Visual information plays a significant role in our daily lives, as it helps us to understand and interpret the world around us. However, for visually impaired individuals, access to visual content can be a challenge. As deep learning models become more sophisticated, the need for effective methods of processing large amounts of data has become increasingly important. One such method is the attention mechanism, which allows a model to focus on the most relevant information when making predictions.

An attention mechanism was introduced to address the bottleneck problem because of fixed-length encoding vector usage, simply defined as an improvement over the encoder-decoder based neural machine translation system in Natural Language Processing (NLP).
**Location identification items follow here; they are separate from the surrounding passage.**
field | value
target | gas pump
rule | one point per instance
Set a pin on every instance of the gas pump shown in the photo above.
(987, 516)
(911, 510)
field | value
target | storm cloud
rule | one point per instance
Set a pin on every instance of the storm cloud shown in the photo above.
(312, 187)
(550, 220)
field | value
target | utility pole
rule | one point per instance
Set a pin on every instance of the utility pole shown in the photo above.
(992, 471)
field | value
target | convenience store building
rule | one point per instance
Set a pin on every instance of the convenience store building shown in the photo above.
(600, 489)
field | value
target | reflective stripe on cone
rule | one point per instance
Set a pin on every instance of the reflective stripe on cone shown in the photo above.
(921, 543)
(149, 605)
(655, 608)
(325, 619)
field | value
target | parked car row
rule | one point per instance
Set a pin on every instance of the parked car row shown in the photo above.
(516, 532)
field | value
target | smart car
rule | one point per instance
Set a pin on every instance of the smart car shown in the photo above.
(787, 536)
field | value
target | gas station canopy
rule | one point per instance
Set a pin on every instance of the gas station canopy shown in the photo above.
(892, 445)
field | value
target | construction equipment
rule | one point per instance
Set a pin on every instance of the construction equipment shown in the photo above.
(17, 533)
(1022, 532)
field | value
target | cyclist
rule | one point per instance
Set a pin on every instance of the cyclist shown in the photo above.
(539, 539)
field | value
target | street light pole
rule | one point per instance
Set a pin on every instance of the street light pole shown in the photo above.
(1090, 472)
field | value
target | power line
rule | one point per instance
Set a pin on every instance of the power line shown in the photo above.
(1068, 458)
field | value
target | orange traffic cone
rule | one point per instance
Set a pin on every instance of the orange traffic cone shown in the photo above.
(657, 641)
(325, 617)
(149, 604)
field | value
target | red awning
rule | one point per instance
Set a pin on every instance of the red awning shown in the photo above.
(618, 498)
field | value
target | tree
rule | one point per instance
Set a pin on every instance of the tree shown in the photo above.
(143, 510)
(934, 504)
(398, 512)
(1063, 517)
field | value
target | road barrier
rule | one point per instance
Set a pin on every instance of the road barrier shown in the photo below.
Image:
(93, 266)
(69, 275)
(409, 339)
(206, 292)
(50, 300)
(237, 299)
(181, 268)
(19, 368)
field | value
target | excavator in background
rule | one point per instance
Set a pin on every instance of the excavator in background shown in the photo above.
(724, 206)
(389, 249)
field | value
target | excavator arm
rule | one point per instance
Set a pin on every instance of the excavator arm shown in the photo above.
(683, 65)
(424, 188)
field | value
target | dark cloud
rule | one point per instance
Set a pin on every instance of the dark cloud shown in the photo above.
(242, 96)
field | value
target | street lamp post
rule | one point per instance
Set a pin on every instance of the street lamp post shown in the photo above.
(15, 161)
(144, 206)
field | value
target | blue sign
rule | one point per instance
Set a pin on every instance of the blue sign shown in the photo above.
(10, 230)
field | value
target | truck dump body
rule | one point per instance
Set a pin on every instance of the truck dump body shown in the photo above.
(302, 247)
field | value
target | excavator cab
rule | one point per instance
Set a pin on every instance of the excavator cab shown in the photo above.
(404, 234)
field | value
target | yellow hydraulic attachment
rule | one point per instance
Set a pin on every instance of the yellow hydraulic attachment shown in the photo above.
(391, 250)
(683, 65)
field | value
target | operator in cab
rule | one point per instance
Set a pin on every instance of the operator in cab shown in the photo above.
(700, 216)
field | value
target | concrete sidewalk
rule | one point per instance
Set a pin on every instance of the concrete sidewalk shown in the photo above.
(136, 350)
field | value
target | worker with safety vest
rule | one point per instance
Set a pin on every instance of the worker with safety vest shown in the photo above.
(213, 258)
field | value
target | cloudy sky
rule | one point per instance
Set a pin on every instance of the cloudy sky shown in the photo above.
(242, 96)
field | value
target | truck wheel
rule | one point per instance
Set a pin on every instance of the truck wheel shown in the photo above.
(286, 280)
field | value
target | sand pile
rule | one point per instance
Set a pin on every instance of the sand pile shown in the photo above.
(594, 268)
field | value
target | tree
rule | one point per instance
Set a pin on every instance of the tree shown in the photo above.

Attention Mechanism is an attempt to implement the action of selectively concentrating on fewer relevant things while ignoring the others in deep neural networks.

In many deep learning models, data is processed by passing it through multiple layers of neural networks. These networks are composed of many interconnected nodes organized into layers. Each node processes the data and passes it on to the next layer. This allows the model to extract increasingly complex features from the data as it passes through the network. However, as the data passes through these layers, it can become increasingly difficult for the model to identify the most relevant information. Attention mechanisms were introduced as a way to address this limitation in these models. In attention-based models, the model can selectively focus on certain parts of the input when making a prediction.

A. Dataset Used

The Flickr 8k dataset is a collection of 8,000 images and corresponding captions that was released in 2010 by a group of researchers from the University of Illinois at Urbana-Champaign. The dataset has become a benchmark for research in computer vision and natural language processing, and has been used in a wide range of applications including image captioning, visual question answering, and image retrieval. The images in the Flickr8k dataset are diverse, covering a wide range of scenes and objects. It has 6000 train Images, 1000 Validation Images and 1000 test images. The captions are written in natural language and describe the content of the corresponding image. Each image in the dataset is associated with five captions, providing a rich source of annotations for training and evaluating algorithms.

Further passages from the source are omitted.